The wife and mother of Sunesh Ram, who is still held hostage, attempted self-immolation outside the thana in Garhwa on January 28. In a TOI report (http://articles.timesofindia.indiatimes.com/2012-01-29/ranchi/30675728_1_landmine-blast-rebels-bodyguard) we hear of the deep shock and trauma of their being held hostage for three days. Most recently, the police are implicating Sushma as part of the plot, and trying to get the guard’s family to do dharna at Sushma’s house demanding that she be booked for the conspiracy to perpetrate the blast and the abduction. Some of the arrested people were sent to jail but two of those arrested on January 21st, Budlal Kerketta and Mahfuz Ansari, were missing from custody. In the latest news today, they had been taken to Chhattisgarh and tortured severely, but are now with their family. While police say Ramdas Minz and Fida Husain are in jail, their families are not being allowed to meet them. So their presence in jail is not verified. The families have filed a case in court saying these two are missing and their whereabouts be revealed. According to Kavita Krishnan, a CC member of the CPI (ML), “the ‘lathicharge’ during the bandh on 24 Jan was no ordinary one, but a particularly vengeful and brutal assault. The DSP himself stamped with boots on Kalicharan Mehta, and similar brutal assaults resulted in severe injury and broken arm of 70-year-old Kishore Kumar, a broken leg for another comrade, and severe injuries for Comrade Rahina, another elected woman representative of Danda panchayat.” This repression has certainly been scaled up in reaction to the landmine blast and the death of the policemen.

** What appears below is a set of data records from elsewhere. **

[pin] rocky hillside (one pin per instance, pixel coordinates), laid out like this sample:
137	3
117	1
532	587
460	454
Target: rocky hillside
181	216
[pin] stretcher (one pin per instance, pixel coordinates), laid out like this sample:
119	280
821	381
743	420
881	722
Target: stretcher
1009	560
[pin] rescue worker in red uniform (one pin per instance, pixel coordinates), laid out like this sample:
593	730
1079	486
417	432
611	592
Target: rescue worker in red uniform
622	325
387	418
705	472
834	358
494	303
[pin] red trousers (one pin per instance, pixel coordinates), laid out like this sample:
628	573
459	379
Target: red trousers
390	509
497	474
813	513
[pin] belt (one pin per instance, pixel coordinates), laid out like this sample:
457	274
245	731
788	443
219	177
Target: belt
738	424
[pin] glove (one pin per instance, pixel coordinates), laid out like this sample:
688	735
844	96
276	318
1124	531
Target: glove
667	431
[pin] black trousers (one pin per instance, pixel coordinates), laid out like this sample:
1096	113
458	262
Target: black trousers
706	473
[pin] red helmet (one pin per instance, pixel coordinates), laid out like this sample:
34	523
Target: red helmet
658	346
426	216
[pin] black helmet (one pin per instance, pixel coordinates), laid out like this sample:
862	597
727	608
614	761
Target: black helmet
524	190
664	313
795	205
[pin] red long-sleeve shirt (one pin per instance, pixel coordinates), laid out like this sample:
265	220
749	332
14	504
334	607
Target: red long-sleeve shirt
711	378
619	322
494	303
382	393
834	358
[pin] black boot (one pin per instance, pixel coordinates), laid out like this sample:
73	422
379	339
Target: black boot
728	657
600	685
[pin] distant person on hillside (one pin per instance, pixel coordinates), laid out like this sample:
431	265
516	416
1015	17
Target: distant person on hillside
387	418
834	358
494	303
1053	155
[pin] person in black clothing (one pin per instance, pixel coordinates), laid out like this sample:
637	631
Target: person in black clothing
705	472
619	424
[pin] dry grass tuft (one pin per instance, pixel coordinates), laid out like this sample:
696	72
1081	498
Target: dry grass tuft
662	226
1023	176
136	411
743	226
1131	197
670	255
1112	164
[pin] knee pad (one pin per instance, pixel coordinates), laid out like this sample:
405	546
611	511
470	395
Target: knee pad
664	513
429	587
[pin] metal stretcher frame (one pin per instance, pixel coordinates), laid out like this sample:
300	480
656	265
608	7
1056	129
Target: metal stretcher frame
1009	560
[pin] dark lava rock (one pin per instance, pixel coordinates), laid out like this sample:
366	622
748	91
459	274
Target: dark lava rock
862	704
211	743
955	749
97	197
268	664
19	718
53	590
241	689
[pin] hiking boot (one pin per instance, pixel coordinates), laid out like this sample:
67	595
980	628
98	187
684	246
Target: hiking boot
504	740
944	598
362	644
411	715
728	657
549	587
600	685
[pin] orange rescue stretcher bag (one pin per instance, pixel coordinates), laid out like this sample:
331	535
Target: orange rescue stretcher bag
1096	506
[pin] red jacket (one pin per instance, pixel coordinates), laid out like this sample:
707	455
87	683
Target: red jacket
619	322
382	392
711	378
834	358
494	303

Some crucial questions that come to the mind pertain to the timing of the landmine blast when the BDO accompanied by policemen is on his way to a protest organized by the CPI – ML members. Was the abduction of Sushma Mehta and three others a spontaneous act or preplanned? Or was it only to terrorize the state or CPI-ML or both? Can we simply leave it to be intra-party disputes since the territorial rights fought over by different streams of revolutionary groups are not new? Even as I attempted discussing these questions with friends and fellow travellers on email, an extremely warped and poor substitute for passionate discussions in each other’s physical presence (to which the state cannot not be privy to compared to today’s online surveillance), I began to see how the parameters of the debate have been drastically pruned by the nature of events around us. Questioning the squad actions and military assertions of the Maoists is simplistically reduced to peace mongering. Or, the next common response is to be told how much worse and more systemic state violence can be. In our continuous struggle against the state we now have to sit and hold our breath as there is someone calling the shots too. This is not the right time to ask these questions. We can only continue to send endless appeals to the state.

Surely, we cannot run the risk of condoning something simply because we are pitted against the mightier enemy, which is the state. Or that to breathe any question now is to ruin the balance of the forces arraigned against each other. For the state, the label of `maoist’ is a sufficient and often legitimate ground to torture or kill somebody; and for the Maoists, it is `police informer’. To question it is a blasphemy because they only know the truth, none else. What about other autonomous voices? There have been centuries of domination where coercion and violence were systemically used to subjugate different oppressed sections and continue to do so. Struggles of workers, women, lesbians and gays and dalits have made us all so clear that the state is a mighty force to reckon with but not the sole culprit. Till date, we struggle to broaden the canvas of issues though ideological assertion and logical persuasion. We can only seek to complicate our questions as the time demands; we have no choice there. But not to push these new parameters of the debate can be most counterproductive. Let us actually let a hundred flowers blossom.